Arrampicare in grotta
Come ho già più volte detto, in grotta non c'è molto da arrampicare, almeno non in senso classico.
La maggior parte dei percorsi prevedono discese e risalite progredendo su corda, e quando (come al Rio Martino o a Iso) è necessario salire, quasi tutte le grotte esplorate sono ormai armate con spezzoni di corda che, anche se non completamente affidabili, comunque facilitano notevolmente il primo di cordata.
A volte però capita di voler esplorare qualcosa di nuovo o anche, semplicemente, di voler salire senza corda.
E' il caso del primo tratto del P26 e del P5 di Quaratica, dove occorre arrampicarsi in libera se si è deciso di scendere il P23 e poi risalire dall'altro ramo.
La roccia sottoterra è generalmente diversa da quella che incontriamo sulle pareti alpine.
Il calcare ricopre tutte le pareti rendendole lisce e saldando tra loro le rocce.
Questo vuol dire appigli arrotondati, spesso difficili da trattenere, ma quasi sempre ottimi dal punto di vista della resistenza.
In realtà molte concrezioni di grosse dimensioni sono cave all'interno, e quindi reggono molto meno di quanto potrebbe sembrare.
Ma se ci si muove delicatamente, senza strappi o colpi, in genere non giocano brutti scherzi.
Quello che è difficile (spesso impossibile) è piantare chiodi per assicurarsi.
Le fessure che in parete si generano a causa dell'acqua che ghiacciando spacca la roccia sottoterra (dove fa sempre relativamente caldo) non si formano, e le poche fessure comunque vengono facilmente saldate dal calcare.
In compenso abbondano stalattiti e (molto più utili) stalagmiti.

Utili per arrampicare sono quindi i semplici cordini che si faranno passare attorno alle concrezioni o i nut e i cunei, se troveremo una fessura dove incastrarli.
Abbastanza pratici, ma solo per la progressione artificiale con staffe, i ganci da usare a mo di rampino mantenendoli accuratamente in trazione (da evitare assolutamente di utilizzarli come punti di sicurezza, sollecitati dinamicamente salterebbero subito).

A parte gli spit a pressione, i pochi chiodi che potrebbero tornare utili sono quelli a forma di cuneo, capaci di lavorare in fessure ampie e magari da usare come scalpelli (anche se intaccare le concrezioni per arrampicarsi è un vero delitto).
Come già accennato, possono tornare utili delle brevi staffe, visto che la roccia scivolosa non offre il miglior stimolo per dedicarsi al free climbing.
Arrampicare sottoterra, inoltre, si differisce dall'alpinismo classico per la forma stessa dello spazio che ci circonda.

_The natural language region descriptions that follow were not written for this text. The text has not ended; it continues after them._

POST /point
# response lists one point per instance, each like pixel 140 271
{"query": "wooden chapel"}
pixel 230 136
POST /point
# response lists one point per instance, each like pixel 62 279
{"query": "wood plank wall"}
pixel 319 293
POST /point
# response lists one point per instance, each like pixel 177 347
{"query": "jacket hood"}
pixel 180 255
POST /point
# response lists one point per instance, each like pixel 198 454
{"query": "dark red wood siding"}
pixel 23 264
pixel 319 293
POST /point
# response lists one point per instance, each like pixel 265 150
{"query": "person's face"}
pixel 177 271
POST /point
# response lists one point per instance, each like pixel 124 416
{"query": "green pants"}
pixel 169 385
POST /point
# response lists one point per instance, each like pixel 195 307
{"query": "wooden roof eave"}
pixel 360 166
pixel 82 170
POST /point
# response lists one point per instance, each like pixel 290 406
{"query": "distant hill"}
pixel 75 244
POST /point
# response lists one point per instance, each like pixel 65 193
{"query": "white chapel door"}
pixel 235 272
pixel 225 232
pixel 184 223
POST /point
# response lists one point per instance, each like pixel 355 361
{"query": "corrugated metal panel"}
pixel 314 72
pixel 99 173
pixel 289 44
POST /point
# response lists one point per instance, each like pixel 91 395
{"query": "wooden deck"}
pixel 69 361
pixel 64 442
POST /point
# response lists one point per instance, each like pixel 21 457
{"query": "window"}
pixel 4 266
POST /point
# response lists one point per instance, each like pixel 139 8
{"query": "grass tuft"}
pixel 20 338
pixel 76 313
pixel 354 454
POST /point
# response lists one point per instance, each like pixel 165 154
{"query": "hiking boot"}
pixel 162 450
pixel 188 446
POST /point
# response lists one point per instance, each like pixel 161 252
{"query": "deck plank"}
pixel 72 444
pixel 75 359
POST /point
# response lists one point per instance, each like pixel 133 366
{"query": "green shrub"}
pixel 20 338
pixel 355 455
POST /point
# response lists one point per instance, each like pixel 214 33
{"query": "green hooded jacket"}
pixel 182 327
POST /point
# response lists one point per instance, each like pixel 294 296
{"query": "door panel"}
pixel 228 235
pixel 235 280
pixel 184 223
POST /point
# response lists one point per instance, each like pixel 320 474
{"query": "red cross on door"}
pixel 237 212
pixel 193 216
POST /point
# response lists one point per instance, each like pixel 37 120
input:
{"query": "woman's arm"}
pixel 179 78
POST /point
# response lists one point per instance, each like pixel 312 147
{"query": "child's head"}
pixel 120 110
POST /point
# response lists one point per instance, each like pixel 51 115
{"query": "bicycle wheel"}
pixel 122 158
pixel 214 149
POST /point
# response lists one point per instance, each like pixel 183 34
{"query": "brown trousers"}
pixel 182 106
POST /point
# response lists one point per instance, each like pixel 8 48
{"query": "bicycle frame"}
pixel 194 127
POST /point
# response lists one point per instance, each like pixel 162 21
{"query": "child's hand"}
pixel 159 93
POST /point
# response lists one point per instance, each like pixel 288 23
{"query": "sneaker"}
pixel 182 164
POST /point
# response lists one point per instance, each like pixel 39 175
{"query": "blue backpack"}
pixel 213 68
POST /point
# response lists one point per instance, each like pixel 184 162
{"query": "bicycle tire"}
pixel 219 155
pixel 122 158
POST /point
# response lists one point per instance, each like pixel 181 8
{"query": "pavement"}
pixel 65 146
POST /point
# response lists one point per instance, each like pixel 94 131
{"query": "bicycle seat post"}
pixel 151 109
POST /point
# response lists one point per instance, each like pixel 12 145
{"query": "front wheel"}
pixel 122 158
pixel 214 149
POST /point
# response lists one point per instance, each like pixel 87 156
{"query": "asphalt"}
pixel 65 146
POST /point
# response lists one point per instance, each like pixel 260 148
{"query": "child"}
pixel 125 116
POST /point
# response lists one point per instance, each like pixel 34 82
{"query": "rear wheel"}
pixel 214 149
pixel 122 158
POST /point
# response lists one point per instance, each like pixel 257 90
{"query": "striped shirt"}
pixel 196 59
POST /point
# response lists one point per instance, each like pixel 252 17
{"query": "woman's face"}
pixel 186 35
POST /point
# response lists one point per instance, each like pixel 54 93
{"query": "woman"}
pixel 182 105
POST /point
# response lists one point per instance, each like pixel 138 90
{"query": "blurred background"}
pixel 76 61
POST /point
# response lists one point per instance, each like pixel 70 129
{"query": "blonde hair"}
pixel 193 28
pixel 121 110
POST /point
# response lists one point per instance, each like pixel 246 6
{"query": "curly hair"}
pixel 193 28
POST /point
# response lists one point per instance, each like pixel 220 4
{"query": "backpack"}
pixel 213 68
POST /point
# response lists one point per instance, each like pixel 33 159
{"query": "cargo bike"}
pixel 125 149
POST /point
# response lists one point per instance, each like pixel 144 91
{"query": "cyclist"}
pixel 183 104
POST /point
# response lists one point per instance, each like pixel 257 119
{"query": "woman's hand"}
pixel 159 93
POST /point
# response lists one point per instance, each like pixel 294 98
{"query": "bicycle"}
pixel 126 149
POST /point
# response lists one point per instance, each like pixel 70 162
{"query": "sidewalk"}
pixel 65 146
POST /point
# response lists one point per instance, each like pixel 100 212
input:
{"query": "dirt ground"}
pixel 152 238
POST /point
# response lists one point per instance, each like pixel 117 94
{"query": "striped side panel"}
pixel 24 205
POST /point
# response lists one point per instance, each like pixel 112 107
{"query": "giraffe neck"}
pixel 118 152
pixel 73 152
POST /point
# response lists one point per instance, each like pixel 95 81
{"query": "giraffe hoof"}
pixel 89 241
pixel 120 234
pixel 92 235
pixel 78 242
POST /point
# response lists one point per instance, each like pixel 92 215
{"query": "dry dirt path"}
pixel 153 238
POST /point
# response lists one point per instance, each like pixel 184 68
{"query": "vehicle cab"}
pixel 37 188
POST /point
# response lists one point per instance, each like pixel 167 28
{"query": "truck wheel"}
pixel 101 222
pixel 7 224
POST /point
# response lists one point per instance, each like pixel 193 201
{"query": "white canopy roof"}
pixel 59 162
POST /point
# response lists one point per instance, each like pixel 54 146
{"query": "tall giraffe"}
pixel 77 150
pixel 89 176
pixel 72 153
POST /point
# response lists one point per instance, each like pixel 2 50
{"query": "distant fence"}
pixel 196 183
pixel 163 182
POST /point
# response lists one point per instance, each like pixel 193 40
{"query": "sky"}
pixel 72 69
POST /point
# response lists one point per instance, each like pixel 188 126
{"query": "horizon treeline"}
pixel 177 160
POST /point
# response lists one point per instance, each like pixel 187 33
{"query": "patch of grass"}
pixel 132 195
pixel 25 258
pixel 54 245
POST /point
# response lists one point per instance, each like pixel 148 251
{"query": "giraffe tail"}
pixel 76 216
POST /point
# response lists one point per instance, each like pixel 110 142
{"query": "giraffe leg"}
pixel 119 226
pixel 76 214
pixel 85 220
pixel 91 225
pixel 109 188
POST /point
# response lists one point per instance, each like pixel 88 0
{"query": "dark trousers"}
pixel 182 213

Mentre l'alpinista in parete si muove in pratica su due dimensioni (la parete che ha davanti), lo speleologo impegnato a risalire un pozzo può cercare su tutti i 360 gradi.
Gli appigli non sono solo davanti a lui, ma spesso dietro, ai fianchi...
Lo stile più frequente è arrampicare in opposizione, cioè premendo i piedi contro una parete e la schiena contro un'altra, oppure arrampicando cercando gli appigli a destra e a sinistra, impegnando le gambe in vere e proprie "spaccate".